The internet is old enough that we shouldn't have to constantly worry about gaining access to it. We just shouldn't. I mean, it says something that during the brief two days we've been working here at CES, internet scarcity has already jumped to the top of my extensive, crippling list of phobias.
This frustration and fear seems to be the impetus behind the Karma, a tiny, portable WiFi hotspot with the ingenious addition of pay-as-you-go data. It's simple: Instead of purchasing a data plan that either turns out to be insufficient or just goes to waste, you pay for the Karma device up front and then buy single gigabytes of data as you need them.

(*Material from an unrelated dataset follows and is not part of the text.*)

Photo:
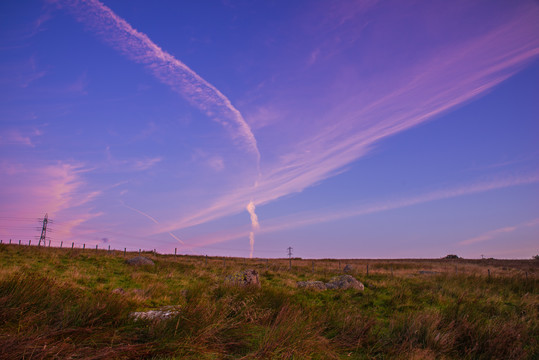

If you're bewildered by that arrangement, don't be. While it runs counter to virtually every mobile data arrangement in the U.S., Karma's a la carte solution makes good sense for certain users. When it comes to data, one size doesn't fit all, and Karma knows it.
Here's a bit more about the device: It costs $99 and includes 1 GB of data to start. After that, you simply add data at the rate of $9.90-$14 per gigabyte, depending on your location. Individual Karma hotspots can feed data to up to eight devices, and last 8-10 hours on a single charge.
Karma hotspots are also open by default. While that might sound like a security risk to the privacy-conscious, it has a neat side effect: Anyone can log into your Karma, and when they do, you both get 100 megabytes of free data. And while they're on your hotspot, they don't use your data—just the connection. It's a neat advertising scheme for Karma, because the random users who drop in on your connection have to sign up for a Karma account to get at that sweet, sweet data.
While Karma drew plenty of interested onlookers at Monday night's Digital Experience exhibition here at CES, the company has been around for well over a year. Since its launch in 2012, Karma has expanded to more than 80 major U.S. cities—all operating on Clearwire's 4G WiMax network. Reports have indicated the company will introduce a 4G LTE unit early in 2014, following Clearwire's acquisition by Sprint, but we weren't able to get our hands on it or confirm details at the show.
If you're a traveler or on-the-go professional, we imagine something like this would come in handy. If you mostly rely on the typical cable connection, perhaps you can at least sympathize.